Les chercheurs rappellent que certaines caractéristiques peuvent aussi devenir des points forts selon les métiers exercés.

Certaines personnes présentent par exemple une forte capacité d’hyperfocalisation lorsqu’un sujet les intéresse particulièrement. D’autres se distinguent par leur créativité, leur réactivité ou leur capacité à trouver rapidement des solutions dans des situations complexes.

Les environnements dynamiques, les métiers créatifs ou les professions nécessitant une forte réactivité sont parfois mieux adaptés à certains profils.

Les spécialistes mettent toutefois en garde contre les généralisations.

Tous les adultes présentant un TDAH ne possèdent pas les mêmes facilités ni les mêmes difficultés. Les manifestations du trouble varient fortement selon les individus, le niveau de fatigue, l’environnement de travail ou encore la présence de troubles associés.

Le rôle des troubles associés

Les chercheurs observent aussi que la présence de troubles associés influence fortement les trajectoires professionnelles. Anxiété, dépression, troubles de l’attention ou troubles du sommeil apparaissent fréquemment dans les études consacrées aux adultes autistes.

Ces difficultés supplémentaires peuvent compliquer l’accès à l’emploi mais aussi le maintien durable dans un poste.

L’étude montre notamment que les personnes présentant moins de troubles associés avaient davantage de chances de conserver une activité professionnelle stable.

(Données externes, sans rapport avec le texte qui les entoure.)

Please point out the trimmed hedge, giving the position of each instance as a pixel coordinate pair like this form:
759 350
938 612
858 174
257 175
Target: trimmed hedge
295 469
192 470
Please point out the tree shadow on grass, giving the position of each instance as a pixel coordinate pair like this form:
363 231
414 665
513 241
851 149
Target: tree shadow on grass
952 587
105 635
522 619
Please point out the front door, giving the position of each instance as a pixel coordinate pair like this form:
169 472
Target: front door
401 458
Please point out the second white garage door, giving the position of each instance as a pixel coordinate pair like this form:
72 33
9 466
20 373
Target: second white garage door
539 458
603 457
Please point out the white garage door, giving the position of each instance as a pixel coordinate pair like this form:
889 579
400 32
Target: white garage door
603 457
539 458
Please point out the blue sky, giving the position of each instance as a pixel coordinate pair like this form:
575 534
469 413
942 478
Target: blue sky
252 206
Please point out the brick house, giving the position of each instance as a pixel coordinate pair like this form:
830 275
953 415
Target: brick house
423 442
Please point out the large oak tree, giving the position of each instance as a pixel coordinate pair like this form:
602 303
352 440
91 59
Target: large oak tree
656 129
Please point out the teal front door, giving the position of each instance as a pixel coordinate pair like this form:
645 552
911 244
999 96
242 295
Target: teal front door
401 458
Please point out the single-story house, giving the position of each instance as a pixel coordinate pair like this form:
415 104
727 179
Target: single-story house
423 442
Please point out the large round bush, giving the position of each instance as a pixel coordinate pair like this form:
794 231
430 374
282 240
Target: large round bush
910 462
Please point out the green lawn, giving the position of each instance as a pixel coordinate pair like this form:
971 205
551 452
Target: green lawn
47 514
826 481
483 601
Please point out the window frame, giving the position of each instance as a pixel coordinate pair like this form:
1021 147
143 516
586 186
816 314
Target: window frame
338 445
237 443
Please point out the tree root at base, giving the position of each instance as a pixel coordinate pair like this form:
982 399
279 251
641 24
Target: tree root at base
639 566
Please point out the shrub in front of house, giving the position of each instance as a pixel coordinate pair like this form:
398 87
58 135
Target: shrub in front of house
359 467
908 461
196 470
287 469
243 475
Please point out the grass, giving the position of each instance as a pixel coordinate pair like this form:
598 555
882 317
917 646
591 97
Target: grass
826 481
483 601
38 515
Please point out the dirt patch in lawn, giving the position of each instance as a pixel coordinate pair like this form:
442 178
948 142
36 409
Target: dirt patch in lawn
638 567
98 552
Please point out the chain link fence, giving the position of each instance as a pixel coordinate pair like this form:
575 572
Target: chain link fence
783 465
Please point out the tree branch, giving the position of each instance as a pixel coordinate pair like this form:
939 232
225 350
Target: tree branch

Cette réalité rappelle que l’emploi ne peut pas être analysé indépendamment de la santé mentale et des conditions de vie globales.

Chez certains adultes autistes, les périodes de chômage prolongées peuvent accentuer l’isolement social et les difficultés psychologiques.

À l’inverse, des expériences professionnelles négatives ou des environnements inadaptés peuvent contribuer à l’épuisement.

Le recrutement, un moment particulièrement discriminant

Pour de nombreux candidats autistes, le processus de recrutement représente déjà un obstacle majeur.

Les entreprises valorisent souvent des qualités comportementales difficiles à évaluer objectivement : aisance relationnelle, capacité à convaincre, flexibilité ou « savoir-être ».

Or, ces critères peuvent exclure des profils compétents techniquement.

Certaines personnes autistes décrivent également des difficultés face aux questions imprécises, aux entretiens collectifs ou aux mises en situation reposant fortement sur les interactions sociales.

Des chercheurs travaillent aujourd’hui sur des dispositifs de recrutement plus inclusifs.

Parmi les pistes évoquées figurent notamment :

  • des consignes plus explicites ;
  • des entretiens davantage structurés ;
  • des évaluations centrées sur les compétences réelles ;
  • des périodes d’essai adaptées ;
  • la possibilité de recevoir les questions en amont.

Certaines entreprises expérimentent aussi des processus de recrutement moins dépendants des codes sociaux traditionnels.

Pourquoi le maintien dans l’emploi reste difficile

Obtenir un poste ne garantit pas forcément une stabilité professionnelle durable.

Les chercheurs soulignent régulièrement la fréquence du turnover, des changements répétés d’emploi, des reconversions professionnelles ou encore des périodes d’épuisement chez les adultes présentant un TDAH.

Plusieurs facteurs peuvent expliquer cette instabilité.

  • La surcharge cognitive liée aux interruptions permanentes, les difficultés d’organisation, les oublis ou encore la gestion des priorités peuvent devenir particulièrement difficiles dans certains environnements professionnels.
  • Les salariés concernés décrivent également une fatigue importante liée aux efforts constants nécessaires pour rester concentrés, respecter les délais ou compenser certaines difficultés exécutives.
  • Les changements organisationnels représentent aussi une source fréquente de stress.
  • Un nouveau logiciel, un changement de manager, une modification des procédures internes ou une multiplication des tâches administratives peuvent rapidement désorganiser les repères construits au fil du temps.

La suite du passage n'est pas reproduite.